Did she have a choice?

Or was she, like her poor mother, doomed to being swept away—by a handsome face, a cheery smile, and circumstance?

How much of her attraction was due to their situation?

How much of his?

Unanswerable questions all, yet she knew she wasn’t like her mother, and regardless of her distrust of most men, she knew—to her bones—that Caleb wasn’t like her father.

She could trust Caleb. She could rely on him.

Was she up to trusting him forever? With her future, her life—her forever?

And what did it say of her and him that, after the past years of adhering to the name Katherine even in her own mind, it had taken Caleb two weeks to anchor her back in her true self, the self she referred to as Kate?

She stared upward into the darkness and found precious few answers there.

Especially to her most fundamental question: When it came to Caleb, did she trust herself—or was she simply clinging to him and the safety he exuded because of the dreadful threat hanging over them?

All those questions, but especially the last, left her restless and unsettled. She wasn’t going to fall asleep any time soon.

Accepting that, she rolled out of her hammock, fought her way out of the netting shroud, then silently wended around the children’s hammocks to the partially closed door. They always left it slightly ajar so if any of the children awoke, they would see the sliver of light and not panic.

She slipped out of the hut into the cooler night air. She sank onto the single stool they left on the small, uncovered porch—more a landing at the top of the two steps. She leaned her shoulders against the hut’s wall and let the quiet of the night wash through her.

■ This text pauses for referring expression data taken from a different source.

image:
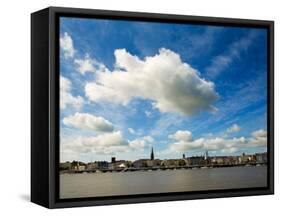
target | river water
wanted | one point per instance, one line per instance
(144, 182)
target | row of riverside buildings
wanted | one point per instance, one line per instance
(203, 160)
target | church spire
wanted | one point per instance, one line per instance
(152, 154)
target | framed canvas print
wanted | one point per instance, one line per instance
(138, 107)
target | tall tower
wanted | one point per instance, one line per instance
(152, 154)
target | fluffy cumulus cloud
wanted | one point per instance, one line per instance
(66, 45)
(66, 98)
(140, 144)
(185, 143)
(105, 143)
(259, 137)
(89, 122)
(234, 128)
(88, 64)
(172, 85)
(181, 135)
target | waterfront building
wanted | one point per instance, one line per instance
(195, 160)
(261, 157)
(65, 166)
(140, 163)
(152, 154)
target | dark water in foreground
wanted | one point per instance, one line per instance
(143, 182)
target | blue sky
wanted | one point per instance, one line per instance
(127, 86)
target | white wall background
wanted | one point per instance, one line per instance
(15, 106)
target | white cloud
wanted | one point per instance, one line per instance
(148, 113)
(89, 122)
(88, 64)
(66, 98)
(181, 135)
(259, 133)
(259, 138)
(221, 62)
(107, 143)
(131, 130)
(172, 85)
(66, 44)
(234, 128)
(140, 144)
(185, 143)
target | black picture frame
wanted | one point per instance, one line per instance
(45, 107)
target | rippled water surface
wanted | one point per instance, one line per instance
(143, 182)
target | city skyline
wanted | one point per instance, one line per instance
(126, 87)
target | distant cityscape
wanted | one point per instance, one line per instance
(194, 162)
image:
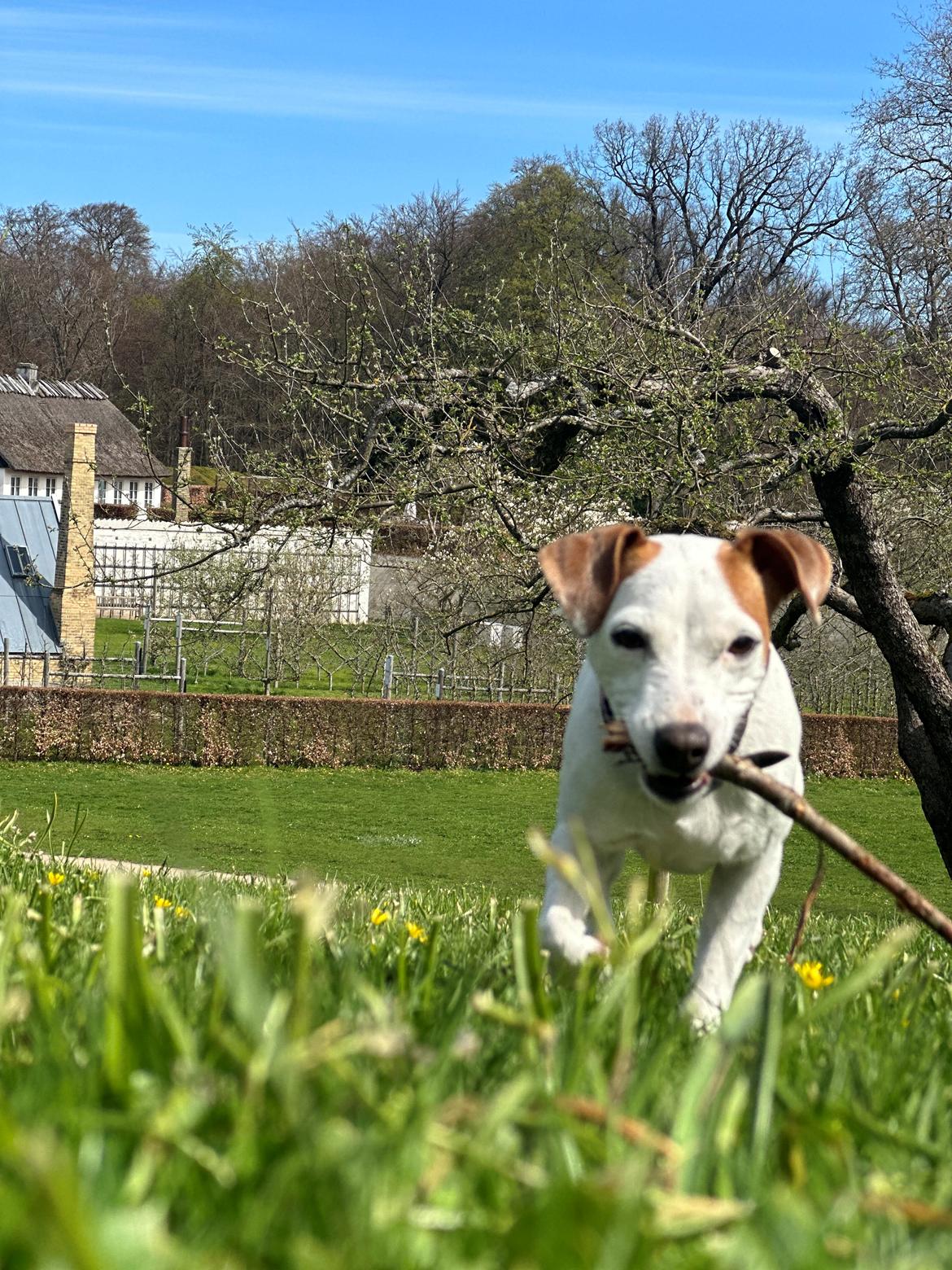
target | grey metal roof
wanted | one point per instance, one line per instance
(33, 428)
(25, 617)
(75, 389)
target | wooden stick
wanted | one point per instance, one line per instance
(806, 907)
(741, 771)
(747, 773)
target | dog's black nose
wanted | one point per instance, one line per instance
(682, 747)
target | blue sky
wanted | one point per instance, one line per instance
(271, 116)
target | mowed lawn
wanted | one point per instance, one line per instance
(392, 827)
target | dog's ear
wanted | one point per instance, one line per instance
(788, 560)
(584, 571)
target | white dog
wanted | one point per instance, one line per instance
(679, 652)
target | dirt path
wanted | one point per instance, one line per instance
(156, 871)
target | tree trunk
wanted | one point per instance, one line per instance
(923, 687)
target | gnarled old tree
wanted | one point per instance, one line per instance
(727, 357)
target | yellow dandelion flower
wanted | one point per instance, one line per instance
(811, 974)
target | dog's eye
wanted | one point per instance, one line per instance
(741, 646)
(630, 637)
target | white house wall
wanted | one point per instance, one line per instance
(133, 560)
(111, 489)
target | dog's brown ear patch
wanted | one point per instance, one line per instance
(584, 569)
(784, 560)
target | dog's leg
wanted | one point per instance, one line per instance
(659, 882)
(731, 927)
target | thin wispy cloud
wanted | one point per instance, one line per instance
(97, 20)
(258, 92)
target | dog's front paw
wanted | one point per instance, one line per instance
(705, 1015)
(569, 940)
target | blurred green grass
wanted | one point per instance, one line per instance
(453, 827)
(244, 1079)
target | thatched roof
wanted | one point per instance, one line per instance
(33, 428)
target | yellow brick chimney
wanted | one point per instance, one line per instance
(72, 600)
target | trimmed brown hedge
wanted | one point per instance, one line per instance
(210, 730)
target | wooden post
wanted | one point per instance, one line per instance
(268, 648)
(146, 635)
(178, 637)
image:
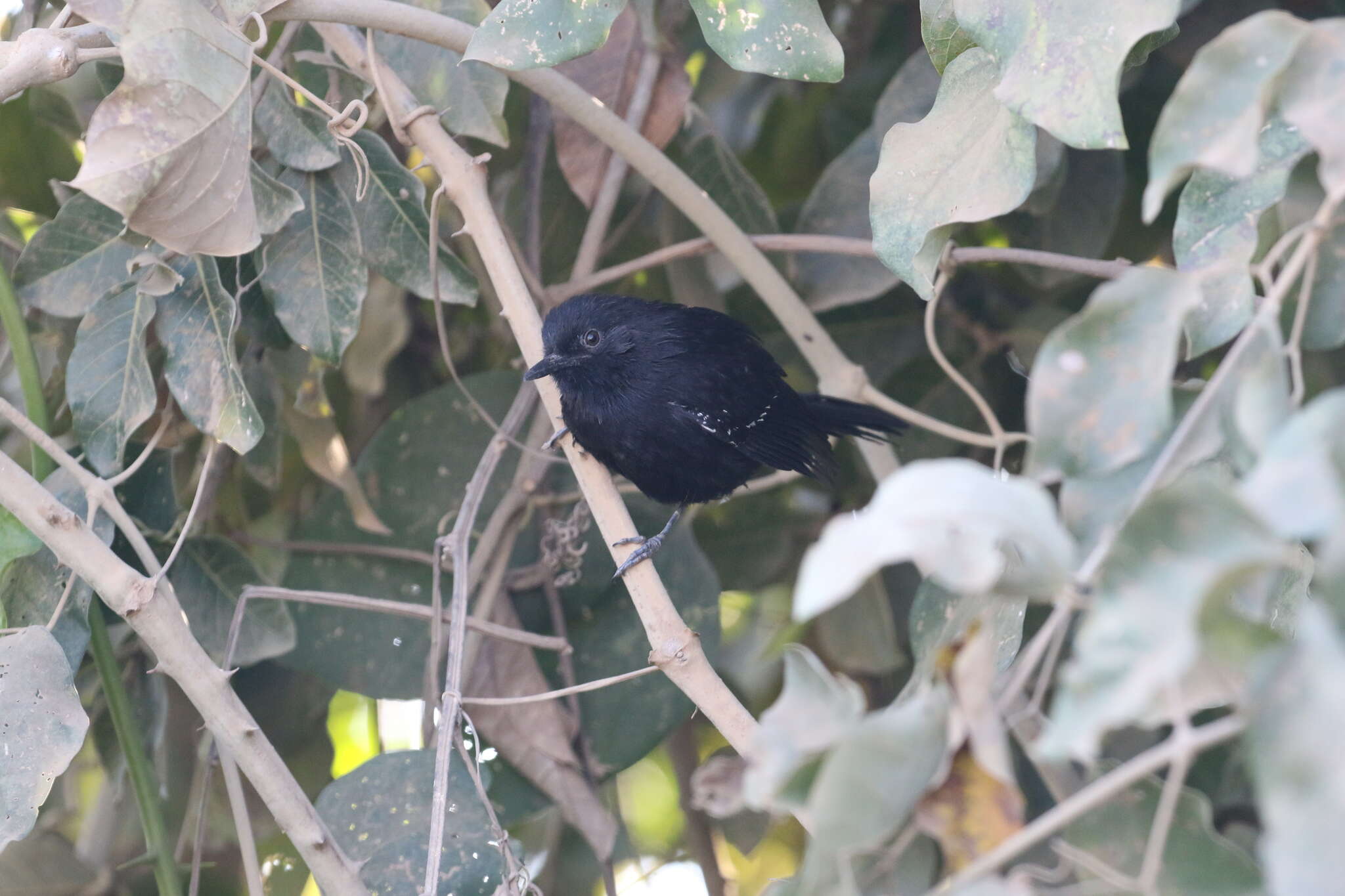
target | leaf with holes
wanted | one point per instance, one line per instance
(195, 324)
(108, 381)
(1099, 393)
(43, 726)
(958, 522)
(970, 159)
(209, 575)
(533, 34)
(783, 39)
(395, 228)
(470, 95)
(170, 147)
(314, 269)
(1215, 117)
(74, 258)
(1060, 61)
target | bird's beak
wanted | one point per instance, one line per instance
(545, 367)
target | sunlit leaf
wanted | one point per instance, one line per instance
(74, 258)
(170, 147)
(1180, 550)
(970, 159)
(395, 228)
(531, 34)
(45, 726)
(1099, 394)
(313, 269)
(958, 522)
(195, 323)
(380, 816)
(209, 575)
(1216, 234)
(1215, 117)
(783, 38)
(471, 95)
(1060, 61)
(108, 381)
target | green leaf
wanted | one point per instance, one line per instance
(944, 39)
(108, 381)
(314, 269)
(782, 38)
(1216, 234)
(1313, 95)
(813, 712)
(970, 159)
(470, 93)
(74, 258)
(296, 136)
(1179, 553)
(1294, 744)
(195, 326)
(958, 522)
(871, 781)
(170, 147)
(380, 816)
(276, 203)
(1215, 117)
(43, 726)
(209, 575)
(1197, 861)
(395, 228)
(1060, 62)
(1099, 391)
(839, 200)
(533, 34)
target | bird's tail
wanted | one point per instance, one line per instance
(839, 417)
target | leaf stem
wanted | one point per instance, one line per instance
(133, 750)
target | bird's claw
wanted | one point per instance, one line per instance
(649, 547)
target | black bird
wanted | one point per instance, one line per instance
(685, 402)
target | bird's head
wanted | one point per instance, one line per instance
(599, 337)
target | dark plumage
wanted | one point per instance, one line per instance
(685, 402)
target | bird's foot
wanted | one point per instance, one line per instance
(649, 547)
(556, 437)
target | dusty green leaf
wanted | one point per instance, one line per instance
(1180, 550)
(1216, 236)
(943, 38)
(1099, 394)
(1197, 861)
(195, 324)
(783, 38)
(276, 203)
(958, 522)
(839, 202)
(314, 269)
(1313, 93)
(814, 711)
(43, 726)
(209, 575)
(380, 816)
(970, 159)
(470, 93)
(1294, 744)
(1215, 117)
(108, 381)
(1060, 61)
(531, 34)
(73, 258)
(170, 147)
(395, 228)
(870, 782)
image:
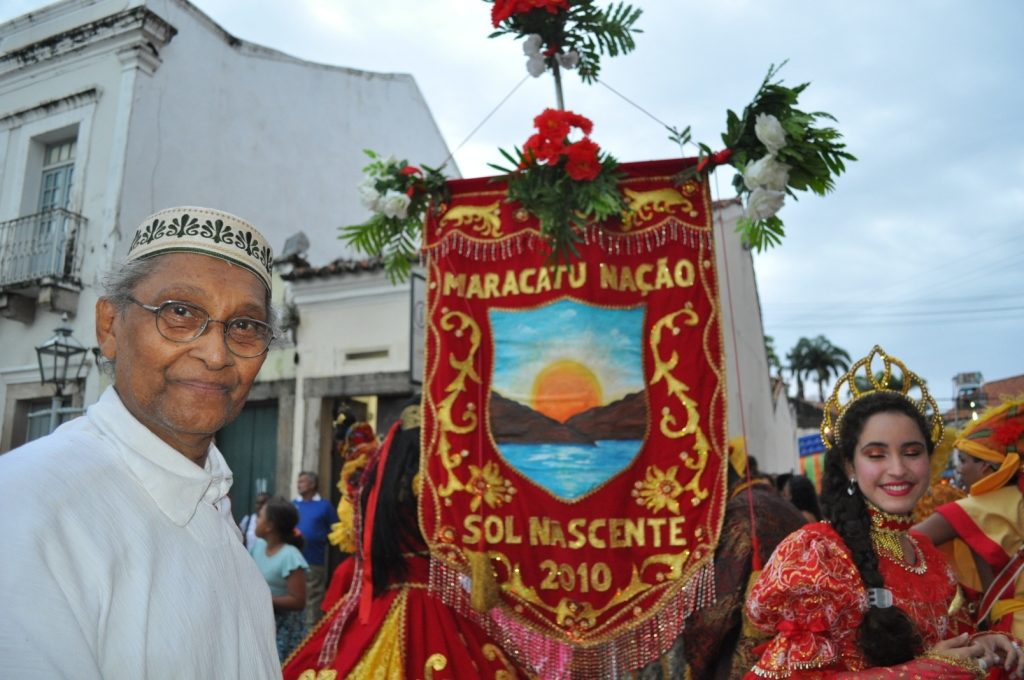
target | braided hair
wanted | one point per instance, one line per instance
(395, 528)
(887, 635)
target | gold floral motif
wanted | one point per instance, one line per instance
(674, 561)
(669, 425)
(659, 490)
(493, 653)
(571, 614)
(485, 220)
(645, 205)
(436, 662)
(459, 324)
(318, 675)
(488, 485)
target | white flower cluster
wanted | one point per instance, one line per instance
(766, 178)
(536, 64)
(390, 204)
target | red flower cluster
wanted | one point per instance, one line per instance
(550, 144)
(503, 9)
(1009, 432)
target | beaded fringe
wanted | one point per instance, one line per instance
(630, 244)
(558, 660)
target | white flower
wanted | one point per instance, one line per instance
(769, 132)
(569, 59)
(394, 204)
(764, 203)
(369, 195)
(536, 66)
(532, 44)
(767, 173)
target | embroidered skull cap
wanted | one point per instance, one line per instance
(205, 231)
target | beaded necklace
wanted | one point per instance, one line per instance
(887, 533)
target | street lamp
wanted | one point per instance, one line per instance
(61, 359)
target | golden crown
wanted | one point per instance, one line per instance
(863, 379)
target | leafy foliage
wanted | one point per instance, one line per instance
(583, 28)
(819, 358)
(563, 205)
(391, 232)
(813, 152)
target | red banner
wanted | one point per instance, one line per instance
(574, 427)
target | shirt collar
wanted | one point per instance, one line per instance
(175, 483)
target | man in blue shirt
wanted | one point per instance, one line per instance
(315, 517)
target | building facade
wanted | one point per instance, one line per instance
(113, 110)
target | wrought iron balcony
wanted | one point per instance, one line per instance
(41, 247)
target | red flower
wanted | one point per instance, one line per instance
(582, 161)
(504, 9)
(542, 150)
(1009, 432)
(553, 124)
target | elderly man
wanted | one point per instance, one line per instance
(121, 559)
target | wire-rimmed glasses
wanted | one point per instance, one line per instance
(184, 322)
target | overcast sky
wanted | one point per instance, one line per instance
(920, 247)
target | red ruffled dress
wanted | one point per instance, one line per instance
(810, 597)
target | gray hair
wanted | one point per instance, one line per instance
(120, 283)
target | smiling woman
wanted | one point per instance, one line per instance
(860, 591)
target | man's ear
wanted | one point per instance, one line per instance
(107, 327)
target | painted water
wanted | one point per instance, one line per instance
(570, 470)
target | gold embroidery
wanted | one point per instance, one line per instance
(459, 323)
(486, 483)
(434, 663)
(658, 490)
(645, 205)
(485, 220)
(664, 372)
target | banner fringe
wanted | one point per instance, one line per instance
(636, 243)
(557, 660)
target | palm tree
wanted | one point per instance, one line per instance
(817, 357)
(798, 364)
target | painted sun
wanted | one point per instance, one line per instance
(564, 388)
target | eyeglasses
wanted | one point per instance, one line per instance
(183, 322)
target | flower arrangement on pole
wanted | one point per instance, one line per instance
(566, 34)
(399, 196)
(776, 151)
(564, 182)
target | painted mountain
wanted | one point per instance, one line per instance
(512, 422)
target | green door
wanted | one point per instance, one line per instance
(250, 447)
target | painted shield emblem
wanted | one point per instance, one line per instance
(567, 405)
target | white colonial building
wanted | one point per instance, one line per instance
(111, 110)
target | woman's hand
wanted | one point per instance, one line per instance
(997, 648)
(962, 646)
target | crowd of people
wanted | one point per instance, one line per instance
(125, 560)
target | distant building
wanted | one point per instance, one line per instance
(111, 110)
(974, 395)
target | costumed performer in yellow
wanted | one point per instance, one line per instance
(990, 520)
(858, 595)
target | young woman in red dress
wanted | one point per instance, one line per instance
(858, 595)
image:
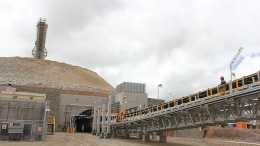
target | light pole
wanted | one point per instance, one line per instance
(160, 85)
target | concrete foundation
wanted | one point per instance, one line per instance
(146, 137)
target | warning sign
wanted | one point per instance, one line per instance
(4, 126)
(39, 129)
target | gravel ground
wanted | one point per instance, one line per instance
(83, 139)
(52, 74)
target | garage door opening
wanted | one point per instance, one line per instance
(83, 121)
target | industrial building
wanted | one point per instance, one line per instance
(23, 116)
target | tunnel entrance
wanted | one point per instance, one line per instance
(83, 121)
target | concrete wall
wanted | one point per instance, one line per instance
(52, 96)
(131, 99)
(66, 99)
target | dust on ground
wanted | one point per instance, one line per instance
(85, 139)
(235, 134)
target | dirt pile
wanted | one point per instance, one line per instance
(51, 74)
(250, 135)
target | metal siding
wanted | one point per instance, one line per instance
(139, 88)
(136, 85)
(133, 88)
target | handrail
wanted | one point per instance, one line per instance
(239, 84)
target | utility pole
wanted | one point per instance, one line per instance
(231, 65)
(160, 85)
(171, 96)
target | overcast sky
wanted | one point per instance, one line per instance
(185, 45)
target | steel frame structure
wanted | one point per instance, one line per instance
(204, 108)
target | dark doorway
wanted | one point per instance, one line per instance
(83, 122)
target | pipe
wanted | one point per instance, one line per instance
(98, 121)
(94, 123)
(103, 118)
(109, 117)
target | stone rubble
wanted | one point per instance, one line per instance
(51, 74)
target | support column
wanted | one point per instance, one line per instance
(94, 122)
(162, 137)
(103, 118)
(109, 117)
(127, 135)
(154, 135)
(98, 121)
(145, 136)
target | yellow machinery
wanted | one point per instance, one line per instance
(51, 125)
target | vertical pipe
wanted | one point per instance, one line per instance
(258, 76)
(94, 123)
(109, 117)
(103, 118)
(237, 85)
(98, 121)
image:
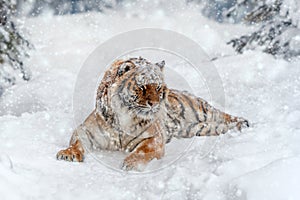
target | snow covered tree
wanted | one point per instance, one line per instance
(64, 7)
(278, 32)
(13, 47)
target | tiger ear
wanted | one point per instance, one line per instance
(161, 64)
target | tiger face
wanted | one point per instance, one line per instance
(142, 89)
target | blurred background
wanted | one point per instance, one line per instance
(275, 22)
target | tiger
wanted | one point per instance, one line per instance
(138, 114)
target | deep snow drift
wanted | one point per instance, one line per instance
(262, 162)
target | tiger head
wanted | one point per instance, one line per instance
(141, 87)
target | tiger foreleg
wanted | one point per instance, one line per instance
(212, 128)
(74, 152)
(147, 150)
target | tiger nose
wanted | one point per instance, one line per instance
(152, 104)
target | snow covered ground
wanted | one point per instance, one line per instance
(36, 121)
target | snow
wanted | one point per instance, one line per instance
(36, 121)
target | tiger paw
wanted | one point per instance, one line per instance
(133, 163)
(70, 154)
(242, 123)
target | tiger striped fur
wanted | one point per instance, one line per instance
(136, 112)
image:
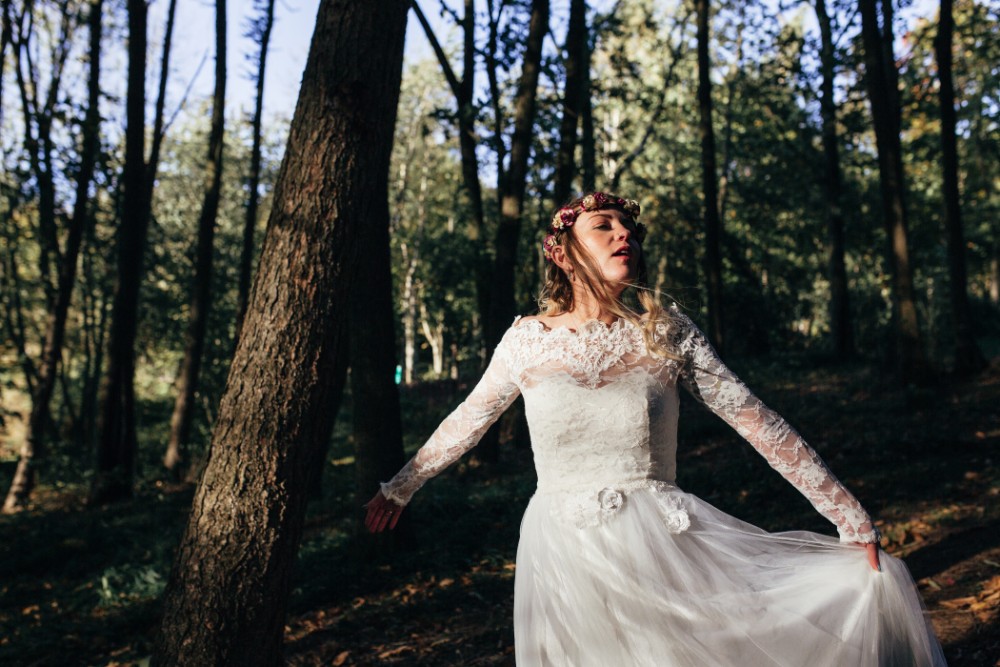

Let her questions go, let them fade from her mind. She looked up at the stars, shining like the proverbial diamonds in the black velvet of the night sky, and let the constellations, so very far away, remind her of how infinite and ageless they were—and how finite and inconsequential she was in comparison.

Her mind had wandered to recalling the pattern of stars in the night sky over Aberdeen when the sound of men’s voices reached her. She looked across the compound and saw the men who had been working the last shift leaving the mine. They made for their hut. With her eyes adjusted to the dark, she could see well enough to confirm that Caleb wasn’t among them.

Nor was Dixon or Lascelle.

Even after the emerging men had tramped into their hut and the compound had fallen silent again, the glow of a lantern—distant, but still detectable—shone from the mouth of the mine.

She waited.

Gradually, the steady glow of the lantern started to fade.